Let's add county_name as a column in the dataframe.  It would be easy to append it as the last column with a merge, but let's see how to insert it in a specified location so that it is easier to read when we browse the data.  We can insert it as the 4th column, between county and tract, like so:

In [None]:
sf1.insert(4, 'county_name', sf1['county'].replace(county_names))
sf1[:5]

Now we can print the results of summing population by county_name:

In [None]:
print('Total Population by County:')
print(sf1['P0010001'].groupby(sf1['county_name']).sum())

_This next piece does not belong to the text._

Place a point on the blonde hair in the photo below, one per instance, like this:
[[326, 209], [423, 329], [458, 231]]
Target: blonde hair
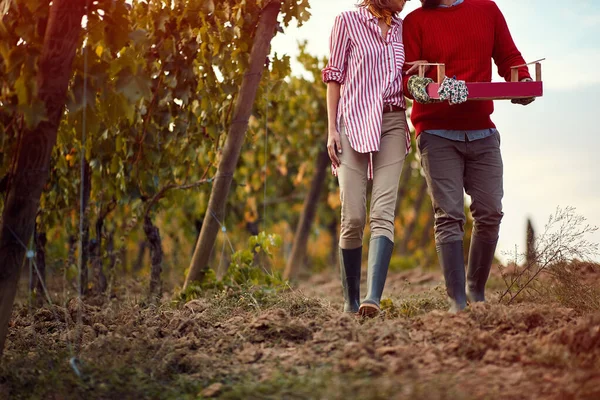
[[380, 4]]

We might want to capture the result in a DataFrame if we want to use it in other processing, like merging the results to the original DataFrame.

In [None]:
county_pop = sf1['P0010001'].groupby(sf1['county_name']).sum().to_frame(name='total_population')
county_pop

Here we merge the county total population with sf1 and create a new DataFrame.

In [None]:
sf2 = pd.merge(sf1,county_pop, left_on='county_name', right_index=True)
sf2[:5]

Let's say we wanted to compute the population per square mile by county using the groupby method.  We could go ahead and create another dataframe with total area by county than then do the division of total population by total area.

In [None]:
county_land = sf1['arealand'].groupby(sf1['county_name']).sum().to_frame(name='total_area')
county_land

In [None]:
county_pop_per_sqmi = county_pop['total_population'] / county_land['total_area'] * 2589988.11
county_pop_per_sqmi

Or of course we could have done this whole thing in one line:

In [None]:
sf1['P0010001'].groupby(sf1['county_name']).sum() / sf1['arealand'].groupby(sf1['county_name']).sum() * 2589988.11

## Your turn to practice:

Count the number of census blocks per county.

Calculate total households per county.

Calculate percent renters by county. (Careful not to calculate the mean percent rental across blocks in a county)

Calculate percent vacant by county.

Calculate mean, min and max pop_sqmi (at the block level) by county.

Calculate the 90th percentile of pop_sqmi (at the block level) by county.